IPC is a transport-class on its own. There is no need to re-wrap/align/assemble/CRC/encapsulate/dispatch|decode\CRC-recheck\demap... the raw IPC-data into a higher abstraction TCP-packets if being transported right between localhost processes over an IPC-channel, is it?

Ban answered 21/9, 2015 at 11:59 Comment(2)
For Q3: I believe it uses unix socket on Linux and TCP on windows. But IPC is not a transport on its own, IPC transport could be implemented using shared memory for example (would be faster but way harder to do).Welloiled
Not necessarily: Win ipc:// need not TCP-overhead at all and may go alike in nanomsg over named pipes >>> nanomsg.org/v0.1/nn_ipc.7.htmlBan
N
2

Using a message queue like ZeroMQ gives you the ability to scale out to multiple machines, whereas child process communication is only local and can only scale out to take advantage of hardware on that machine.

Having a message broker is going to be slower as it relies on TCP, where as childprocess communication uses a pipe or standard I/O. Which is faster because it avoids the overhead of TCP and the network stack. Though I'd say the speed advantage here is negligible especially if you plan on scaling out to multiple machines.

It's also worth noting that ZeroMQ can use unix_sockets, and offers other forms of IPC which are pretty much similar to what would be offered by the child_process core module. Though it would likely be more difficult to use.

Perhaps it wouldn't be a bad idea to use ZeroMQ with unix_sockets or piping until you need to scale out across multiple machines.
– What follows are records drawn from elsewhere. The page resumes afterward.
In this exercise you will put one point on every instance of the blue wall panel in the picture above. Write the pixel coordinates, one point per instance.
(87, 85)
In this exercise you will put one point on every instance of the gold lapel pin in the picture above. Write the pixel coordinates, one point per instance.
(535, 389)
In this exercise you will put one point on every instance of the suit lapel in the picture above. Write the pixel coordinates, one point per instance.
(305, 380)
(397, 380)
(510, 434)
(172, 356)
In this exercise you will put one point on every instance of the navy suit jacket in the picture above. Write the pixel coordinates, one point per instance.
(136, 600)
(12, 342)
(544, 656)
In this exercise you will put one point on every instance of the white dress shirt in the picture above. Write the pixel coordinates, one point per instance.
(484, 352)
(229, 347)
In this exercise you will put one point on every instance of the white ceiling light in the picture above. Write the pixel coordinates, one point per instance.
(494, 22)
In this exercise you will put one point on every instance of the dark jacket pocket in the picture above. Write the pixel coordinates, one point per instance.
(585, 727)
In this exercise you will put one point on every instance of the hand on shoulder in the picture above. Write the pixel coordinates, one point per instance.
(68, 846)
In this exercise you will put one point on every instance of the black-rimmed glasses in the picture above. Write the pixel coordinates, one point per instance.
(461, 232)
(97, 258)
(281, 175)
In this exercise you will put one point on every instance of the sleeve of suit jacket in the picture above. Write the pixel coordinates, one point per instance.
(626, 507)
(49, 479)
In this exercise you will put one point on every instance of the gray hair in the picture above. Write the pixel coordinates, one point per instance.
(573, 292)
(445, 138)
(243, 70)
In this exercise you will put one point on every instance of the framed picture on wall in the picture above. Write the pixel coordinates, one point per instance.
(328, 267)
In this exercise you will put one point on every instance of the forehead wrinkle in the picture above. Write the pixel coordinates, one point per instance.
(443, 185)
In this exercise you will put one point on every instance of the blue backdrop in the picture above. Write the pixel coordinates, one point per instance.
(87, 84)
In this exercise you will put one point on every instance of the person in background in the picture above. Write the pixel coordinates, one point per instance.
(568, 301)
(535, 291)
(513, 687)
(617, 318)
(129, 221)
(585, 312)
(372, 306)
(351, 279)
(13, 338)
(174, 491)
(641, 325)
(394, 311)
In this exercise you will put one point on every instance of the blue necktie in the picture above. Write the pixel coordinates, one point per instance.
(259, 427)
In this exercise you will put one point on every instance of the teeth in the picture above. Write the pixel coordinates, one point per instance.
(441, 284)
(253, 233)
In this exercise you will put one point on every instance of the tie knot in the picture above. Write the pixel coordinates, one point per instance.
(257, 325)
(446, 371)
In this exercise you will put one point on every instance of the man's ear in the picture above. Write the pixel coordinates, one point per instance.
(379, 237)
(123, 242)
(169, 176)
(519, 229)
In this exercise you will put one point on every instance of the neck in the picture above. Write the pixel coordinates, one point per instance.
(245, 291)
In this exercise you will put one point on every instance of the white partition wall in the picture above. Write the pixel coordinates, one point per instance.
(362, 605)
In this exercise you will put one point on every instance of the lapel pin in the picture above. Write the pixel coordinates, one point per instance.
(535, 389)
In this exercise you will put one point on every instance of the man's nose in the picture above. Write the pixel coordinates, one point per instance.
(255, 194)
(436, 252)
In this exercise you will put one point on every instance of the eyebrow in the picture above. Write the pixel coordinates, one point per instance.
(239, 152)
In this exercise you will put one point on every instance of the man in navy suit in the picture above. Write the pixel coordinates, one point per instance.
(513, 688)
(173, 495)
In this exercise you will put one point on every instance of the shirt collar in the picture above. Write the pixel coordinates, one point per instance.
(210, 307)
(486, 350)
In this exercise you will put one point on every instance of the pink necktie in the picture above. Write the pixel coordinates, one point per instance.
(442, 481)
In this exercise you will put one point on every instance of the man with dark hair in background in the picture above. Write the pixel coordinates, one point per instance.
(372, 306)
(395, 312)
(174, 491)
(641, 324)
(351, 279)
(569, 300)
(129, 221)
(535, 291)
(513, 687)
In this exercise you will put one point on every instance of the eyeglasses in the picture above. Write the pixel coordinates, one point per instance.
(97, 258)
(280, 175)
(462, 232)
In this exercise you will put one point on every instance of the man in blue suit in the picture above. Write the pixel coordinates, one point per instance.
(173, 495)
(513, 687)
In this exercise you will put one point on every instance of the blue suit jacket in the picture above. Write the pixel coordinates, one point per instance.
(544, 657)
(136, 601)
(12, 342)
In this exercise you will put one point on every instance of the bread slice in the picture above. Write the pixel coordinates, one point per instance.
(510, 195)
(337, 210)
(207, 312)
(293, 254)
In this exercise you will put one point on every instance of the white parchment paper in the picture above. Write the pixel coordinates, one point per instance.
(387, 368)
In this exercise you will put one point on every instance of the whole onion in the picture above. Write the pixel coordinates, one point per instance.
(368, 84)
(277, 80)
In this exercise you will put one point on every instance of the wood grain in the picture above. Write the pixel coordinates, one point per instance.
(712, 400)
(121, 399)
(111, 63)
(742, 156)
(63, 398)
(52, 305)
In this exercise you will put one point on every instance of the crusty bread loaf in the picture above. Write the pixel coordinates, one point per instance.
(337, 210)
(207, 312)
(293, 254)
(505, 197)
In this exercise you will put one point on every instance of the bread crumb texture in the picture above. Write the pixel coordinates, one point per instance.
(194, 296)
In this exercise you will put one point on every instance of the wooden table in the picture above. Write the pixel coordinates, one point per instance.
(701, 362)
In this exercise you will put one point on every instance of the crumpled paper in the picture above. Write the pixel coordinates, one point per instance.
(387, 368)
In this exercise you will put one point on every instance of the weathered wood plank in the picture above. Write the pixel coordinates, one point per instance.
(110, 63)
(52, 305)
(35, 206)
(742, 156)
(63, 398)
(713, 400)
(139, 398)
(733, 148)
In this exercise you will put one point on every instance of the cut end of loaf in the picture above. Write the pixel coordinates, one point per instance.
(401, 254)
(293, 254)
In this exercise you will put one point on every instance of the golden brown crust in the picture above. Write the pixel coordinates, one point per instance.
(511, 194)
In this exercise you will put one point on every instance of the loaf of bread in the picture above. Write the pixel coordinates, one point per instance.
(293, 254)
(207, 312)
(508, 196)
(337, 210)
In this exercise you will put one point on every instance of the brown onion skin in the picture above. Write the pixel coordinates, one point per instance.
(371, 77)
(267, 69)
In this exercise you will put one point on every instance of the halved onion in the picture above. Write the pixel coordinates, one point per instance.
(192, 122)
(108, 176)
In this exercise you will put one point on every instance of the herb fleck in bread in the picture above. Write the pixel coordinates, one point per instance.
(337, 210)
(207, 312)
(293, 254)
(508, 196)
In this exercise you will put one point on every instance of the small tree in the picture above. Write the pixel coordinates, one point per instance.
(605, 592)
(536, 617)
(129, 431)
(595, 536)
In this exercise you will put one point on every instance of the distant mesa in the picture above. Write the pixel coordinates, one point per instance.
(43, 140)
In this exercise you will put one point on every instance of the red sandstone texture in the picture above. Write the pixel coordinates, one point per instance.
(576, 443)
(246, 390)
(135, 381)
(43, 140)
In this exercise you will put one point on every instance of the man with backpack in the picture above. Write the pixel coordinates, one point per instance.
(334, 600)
Nobukonoby answered 20/9, 2015 at 18:28 Comment(0)
S
1

Well in the case you linked to, we are talking about two competing protocols. One which is generic (ZMQ) and another which is bound to NodeJS. Quoting from the article on IPC that you linked to "Accessing the IPC channel fd in any way other than process.send() or using the IPC channel with a child process that is not a Node.js instance is not supported."

In general, IPC (inter process communication) can refer to a number of different protocols, including ZMQ. ZMQ is an IPC mechanism. There are other lower level mechanisms such as PIPEs and UDP sockets. I have worked with both PIPEs and UDP sockets and found that a higher level protocol such as ZMQ is almost always better even in a simple two party case, because of two problems with PIPEs and UDP:

Buffering and chunking.

Buffering: The operating system is constantly creating buffers to store messages parts of that are sent between processes. These buffers must be flushed. You end up having to write a bunch of fiddly code that is hard to get right, to both flush messages, and read and stitch together, partially sent messages.

chunking: UDP has a variable maximum message size of somewhere between 500 and 65000 bytes. You have to deal with these max sizes and chunk your messages when using UDP directly. ZMQ deals with chunking automatically and you don't have to fiddle with it. There is no maximum message size in ZMQ (well, in ZMQ's case, messages have to fit in memory).